El expresidente Jorge Tuto Quiroga disputa la presidencia contra Rodrigo Paz, la gran sorpresa de la primera vuelta
Bolivia girará este domingo hacia la derecha con la elección de un nuevo presidente que, por primera vez en 20 años, no pertenecerá al Movimiento al Socialismo (MAS), el partido del expresidente Evo Morales. La primera vuelta electoral celebrada en agosto dejó fuera de carrera a las opciones progresistas y hoy se verán en las urnas el liberal conservador Jorge Tuto Quiroga —que va por su cuarto intento presidencial— y el centroderechista Rodrigo Paz, un candidato que partió de cero y logró seducir al electorado indígena que quedó huérfano de representación.
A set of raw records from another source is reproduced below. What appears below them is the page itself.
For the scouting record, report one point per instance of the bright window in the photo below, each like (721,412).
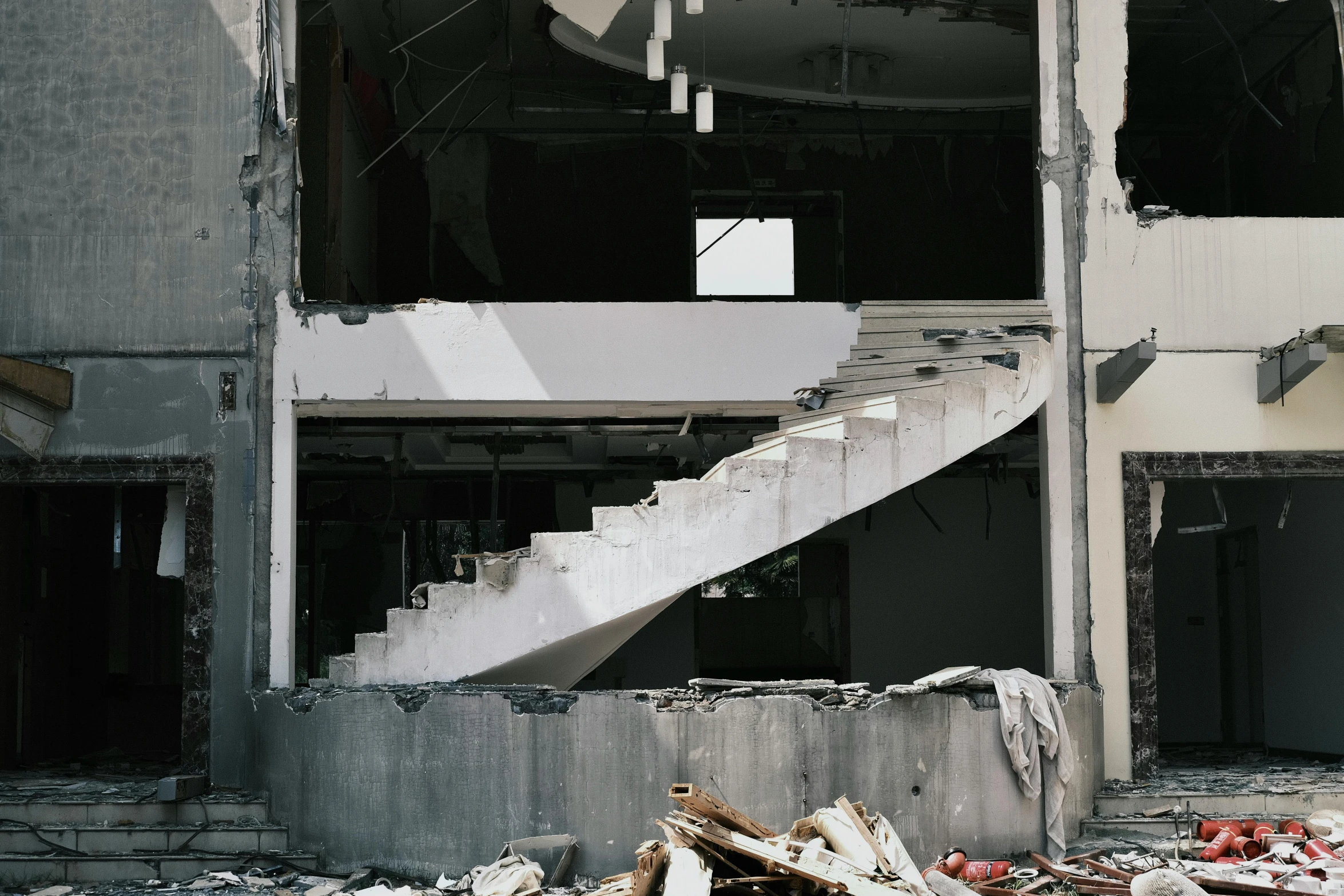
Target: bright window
(747,257)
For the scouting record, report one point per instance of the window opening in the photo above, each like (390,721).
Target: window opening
(561,172)
(1233,108)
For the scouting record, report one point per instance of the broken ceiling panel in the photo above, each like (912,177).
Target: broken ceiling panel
(900,57)
(25,422)
(593,17)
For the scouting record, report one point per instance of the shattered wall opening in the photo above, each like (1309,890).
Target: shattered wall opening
(386,505)
(507,155)
(1260,480)
(1220,597)
(1234,108)
(92,612)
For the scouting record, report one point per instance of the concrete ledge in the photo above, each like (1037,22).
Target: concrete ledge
(359,781)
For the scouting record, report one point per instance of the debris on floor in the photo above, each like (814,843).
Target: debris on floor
(1220,770)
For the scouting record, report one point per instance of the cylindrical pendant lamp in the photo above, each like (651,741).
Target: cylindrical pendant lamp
(663,19)
(705,109)
(654,54)
(679,90)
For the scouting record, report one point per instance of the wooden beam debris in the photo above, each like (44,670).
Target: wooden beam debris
(717,810)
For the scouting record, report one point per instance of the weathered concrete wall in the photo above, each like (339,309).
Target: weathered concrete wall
(164,408)
(125,125)
(359,781)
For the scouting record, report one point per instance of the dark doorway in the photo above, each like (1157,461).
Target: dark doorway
(93,635)
(1239,637)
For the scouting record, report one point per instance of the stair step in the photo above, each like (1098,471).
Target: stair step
(877,386)
(967,345)
(135,839)
(894,371)
(124,812)
(987,309)
(19,870)
(1243,805)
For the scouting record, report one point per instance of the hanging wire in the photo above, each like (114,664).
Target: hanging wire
(433,26)
(424,117)
(450,128)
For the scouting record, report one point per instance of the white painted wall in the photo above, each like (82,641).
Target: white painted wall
(1207,285)
(451,359)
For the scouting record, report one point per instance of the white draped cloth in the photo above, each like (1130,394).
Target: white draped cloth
(1038,743)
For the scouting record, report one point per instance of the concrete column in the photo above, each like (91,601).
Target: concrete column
(1062,451)
(284,489)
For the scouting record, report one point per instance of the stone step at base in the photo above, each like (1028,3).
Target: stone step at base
(67,870)
(1160,827)
(145,813)
(144,839)
(1243,805)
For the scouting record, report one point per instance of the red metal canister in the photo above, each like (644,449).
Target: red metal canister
(1219,848)
(980,871)
(1246,847)
(1208,829)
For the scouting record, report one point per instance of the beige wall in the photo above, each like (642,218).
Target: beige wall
(1186,402)
(1215,289)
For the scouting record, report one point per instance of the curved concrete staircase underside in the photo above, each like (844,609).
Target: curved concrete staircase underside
(927,385)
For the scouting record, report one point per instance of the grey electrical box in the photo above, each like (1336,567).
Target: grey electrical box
(1287,370)
(181,787)
(1119,372)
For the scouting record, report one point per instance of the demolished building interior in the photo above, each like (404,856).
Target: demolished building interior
(561,172)
(502,621)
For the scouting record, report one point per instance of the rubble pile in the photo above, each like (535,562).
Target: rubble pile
(843,849)
(711,845)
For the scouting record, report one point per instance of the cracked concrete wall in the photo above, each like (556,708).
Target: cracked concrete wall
(125,124)
(1216,289)
(1062,159)
(144,213)
(441,787)
(163,408)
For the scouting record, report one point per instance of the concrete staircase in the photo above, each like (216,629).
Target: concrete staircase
(925,385)
(135,840)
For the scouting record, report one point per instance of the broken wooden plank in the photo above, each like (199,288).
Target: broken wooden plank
(777,858)
(1049,867)
(944,886)
(1107,870)
(717,810)
(985,890)
(1219,886)
(45,385)
(992,882)
(949,676)
(867,835)
(762,686)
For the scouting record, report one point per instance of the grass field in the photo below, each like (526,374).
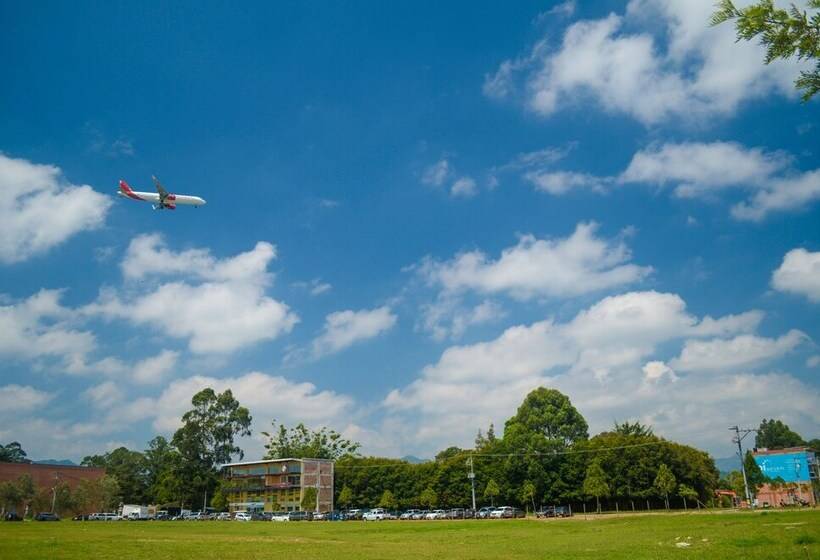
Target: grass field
(794,534)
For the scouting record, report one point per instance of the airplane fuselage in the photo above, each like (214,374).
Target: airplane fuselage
(172,198)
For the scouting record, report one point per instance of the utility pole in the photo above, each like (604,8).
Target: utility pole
(471,476)
(737,439)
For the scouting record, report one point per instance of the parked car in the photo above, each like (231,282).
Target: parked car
(436,514)
(553,511)
(502,512)
(280,516)
(376,514)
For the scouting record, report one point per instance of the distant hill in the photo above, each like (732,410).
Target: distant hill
(727,464)
(65,462)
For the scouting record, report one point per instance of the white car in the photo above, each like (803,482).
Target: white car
(377,514)
(436,514)
(280,516)
(502,512)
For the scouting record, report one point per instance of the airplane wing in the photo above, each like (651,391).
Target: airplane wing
(163,194)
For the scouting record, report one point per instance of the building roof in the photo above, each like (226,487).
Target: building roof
(267,461)
(784,451)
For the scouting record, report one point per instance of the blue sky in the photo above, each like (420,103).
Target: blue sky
(416,214)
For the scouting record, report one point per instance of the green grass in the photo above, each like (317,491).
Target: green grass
(792,534)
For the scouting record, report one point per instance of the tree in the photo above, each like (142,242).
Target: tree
(207,439)
(687,492)
(527,493)
(774,434)
(754,476)
(428,498)
(491,491)
(550,413)
(345,498)
(9,496)
(309,499)
(595,483)
(388,501)
(665,483)
(784,33)
(13,453)
(300,442)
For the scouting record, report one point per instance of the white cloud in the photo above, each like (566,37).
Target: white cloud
(153,369)
(40,327)
(448,317)
(105,395)
(228,309)
(616,62)
(606,360)
(703,169)
(561,182)
(799,274)
(741,352)
(39,209)
(464,187)
(576,265)
(436,174)
(343,329)
(15,399)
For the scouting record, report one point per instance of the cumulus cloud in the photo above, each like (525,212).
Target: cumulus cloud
(219,305)
(606,359)
(741,352)
(698,169)
(15,399)
(579,264)
(153,369)
(616,62)
(799,273)
(40,209)
(343,329)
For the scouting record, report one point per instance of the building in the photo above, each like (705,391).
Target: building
(46,476)
(795,474)
(278,484)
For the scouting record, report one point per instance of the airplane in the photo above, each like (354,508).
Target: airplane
(163,199)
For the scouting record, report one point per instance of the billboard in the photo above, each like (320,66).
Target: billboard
(791,467)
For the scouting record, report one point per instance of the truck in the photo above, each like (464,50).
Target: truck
(134,512)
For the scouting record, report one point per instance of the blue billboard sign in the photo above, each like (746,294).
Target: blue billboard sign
(791,467)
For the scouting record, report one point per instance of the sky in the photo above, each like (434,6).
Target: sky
(416,214)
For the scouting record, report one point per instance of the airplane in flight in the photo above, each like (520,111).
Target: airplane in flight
(162,199)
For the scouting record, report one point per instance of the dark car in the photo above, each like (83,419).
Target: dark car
(301,516)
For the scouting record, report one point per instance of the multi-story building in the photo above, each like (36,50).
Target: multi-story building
(795,476)
(278,484)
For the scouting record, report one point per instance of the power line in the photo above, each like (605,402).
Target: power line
(540,454)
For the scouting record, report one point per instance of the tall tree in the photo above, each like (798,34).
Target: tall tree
(300,442)
(491,491)
(13,453)
(428,498)
(665,483)
(388,500)
(595,483)
(774,434)
(550,413)
(345,498)
(784,33)
(207,438)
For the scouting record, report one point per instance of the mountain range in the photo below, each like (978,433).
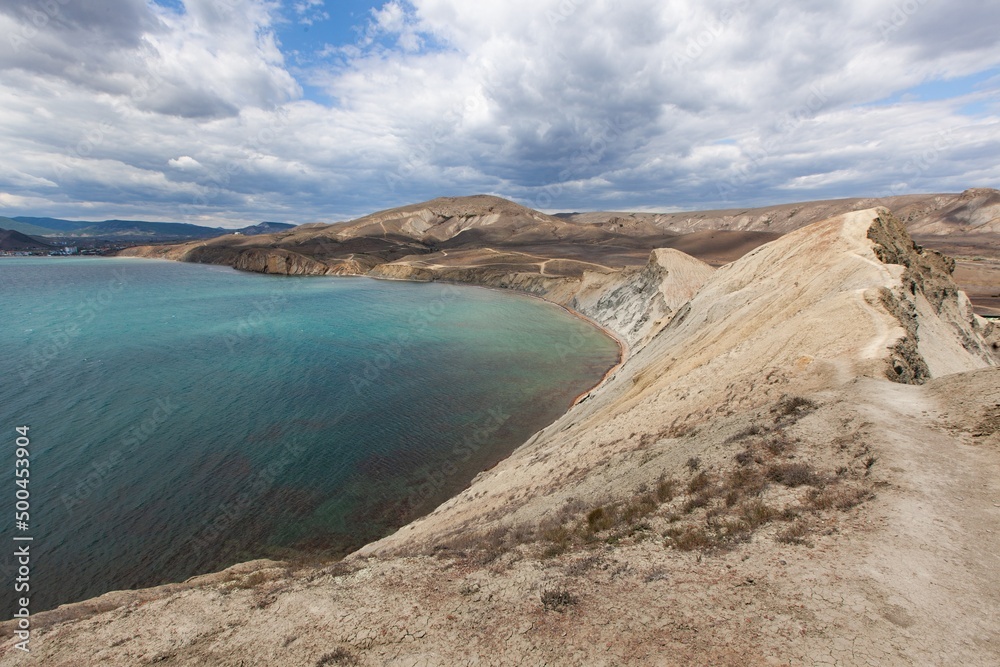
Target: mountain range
(128,230)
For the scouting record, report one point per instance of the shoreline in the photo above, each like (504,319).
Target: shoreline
(132,593)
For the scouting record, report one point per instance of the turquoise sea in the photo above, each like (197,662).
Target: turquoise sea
(185,417)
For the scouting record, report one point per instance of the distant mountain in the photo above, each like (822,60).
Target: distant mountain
(12,240)
(16,225)
(130,230)
(264,228)
(53,224)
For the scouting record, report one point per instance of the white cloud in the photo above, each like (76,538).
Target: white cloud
(558,103)
(184,162)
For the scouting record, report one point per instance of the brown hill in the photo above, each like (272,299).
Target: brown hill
(796,464)
(11,241)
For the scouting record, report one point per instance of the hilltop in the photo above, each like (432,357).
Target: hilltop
(488,240)
(11,240)
(797,463)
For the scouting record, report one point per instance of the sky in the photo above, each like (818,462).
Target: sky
(230,112)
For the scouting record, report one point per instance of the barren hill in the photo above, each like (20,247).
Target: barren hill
(12,240)
(796,464)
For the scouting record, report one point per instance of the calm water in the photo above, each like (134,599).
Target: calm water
(186,417)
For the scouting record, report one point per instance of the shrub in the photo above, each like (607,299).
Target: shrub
(339,656)
(793,474)
(794,534)
(794,406)
(755,513)
(699,482)
(691,539)
(666,489)
(558,600)
(599,519)
(638,508)
(841,497)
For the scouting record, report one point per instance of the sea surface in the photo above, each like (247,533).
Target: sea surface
(186,417)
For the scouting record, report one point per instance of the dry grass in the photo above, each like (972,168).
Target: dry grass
(558,600)
(338,656)
(841,497)
(794,474)
(794,534)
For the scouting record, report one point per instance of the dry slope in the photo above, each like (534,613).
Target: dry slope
(760,483)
Ya pasó el tiempo en que las regalías por la exportación de gas alcanzaban para financiar un proyecto de redistribución de la riqueza y Estado presente. El gas se ha acabado por falta de inversión en exploración y Bolivia ha entrado en recesión. La inflación está disparada, faltan de dólares para pagar importaciones y hay desabastecimiento de combustibles. Los proyectos de ambos candidatos para capear el temporal son similares: los dos quieren impulsar exportaciones, “destrabar” al sector privado, achicar el Estado y fomentar y proteger la inversión extranjera. Las diferencias están en los métodos, según el economista Ricardo Fernández: “Tuto propone un ajuste rápido y profundo, con más riesgo de dolor y un mucho mayor riesgo de consolidación autodestructiva; Paz habla de ordenar gradualmente, pero el tema es también la inteligencia con la que lo logre”.